I get asked this question all the time. It’s confusing isn’t it? Here’s some information to help you get knowledgable about how this all works:
In Louisiana there are two types of NO-Fault divorce. This means that neither spouse must prove the fault of the other to get a divorce. All that parties need in order to get a divorce is to meet the statutory requirements of divorce. Your spouse cannot prevent you from filing or getting a divorce if all the requirements are met. Your spouse can, however, make the process difficult, stressful and expensive for your family if they so choose.
In a 103 divorce, the spouses must live separate and apart for at least 180 days prior to the filing of the petition (365 days if there are minor children involved). As long as the residential and venue requirements are met and there has been at least the requisite period of physical separation without reconciliation, either spouse can file asking for a divorce without an additional waiting period. You must have an agreement on child support and custody or a trial on those issues with a judgment in order to get a divorce with children in Louisiana. It is not necessary to have agreements on separating property prior to the final divorce judgment.
The disadvantages of filing a 103 divorce is that your legal status remains “married” pending the final divorce. Unless parties take some legal action to terminate the community, there still may be some responsibility for each other’s debts during the required six month or one year physical separation.
Parties can file a 102 divorce immediately, without first living separate and apart. However, they must wait 180 days (without kids) and 365 days (if they have children) before the divorce can be finalized. If there are children of the marriage, a hearing will be set several weeks after the petition of divorce to work out child support and custody/visitation, unless the parties reach an agreement. If no agreement is reached the parties are required to attend a mandatory session with the court appointed hearing officer who will make recommendations on how the case should be resolved. Unless the parties formally contest the hearing officers findings within 5 days, they become the final judgment of the Court. If the judgment is contested, than the parties may be ordered to mediation before proceeding to a hearing with the Judge.
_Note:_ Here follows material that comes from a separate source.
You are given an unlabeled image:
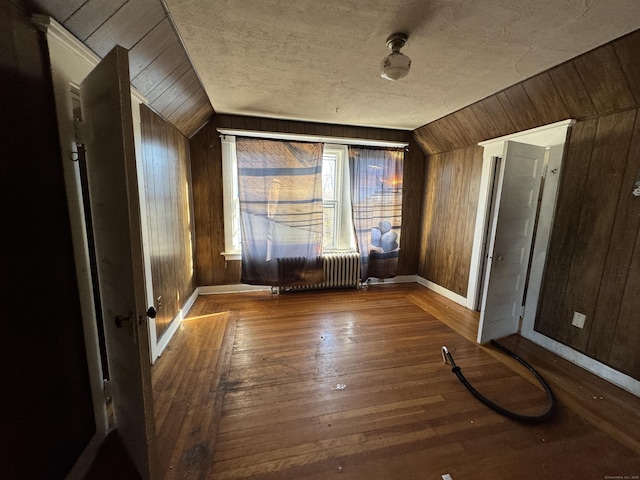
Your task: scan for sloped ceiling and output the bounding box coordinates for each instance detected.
[24,0,640,136]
It is possible to file either type of divorce and avoid going to Court all together. If you and your spouse want to avoid a long, public and expensive and litigated divorce process in Court, choose attorneys who will facilitate agreements on custody, child support, and property while protecting your interests and who use mediation as a tool to resolve issues that create an impasse between the parties instead of rushing to Court at every turn. The divorce process is never easy, but it can be a time of transition where you and your spouse work together to create a post-marital and co-parenting relationship, instead of destroying your finances and future relationship by attacking each other adversarially and publicly in Court.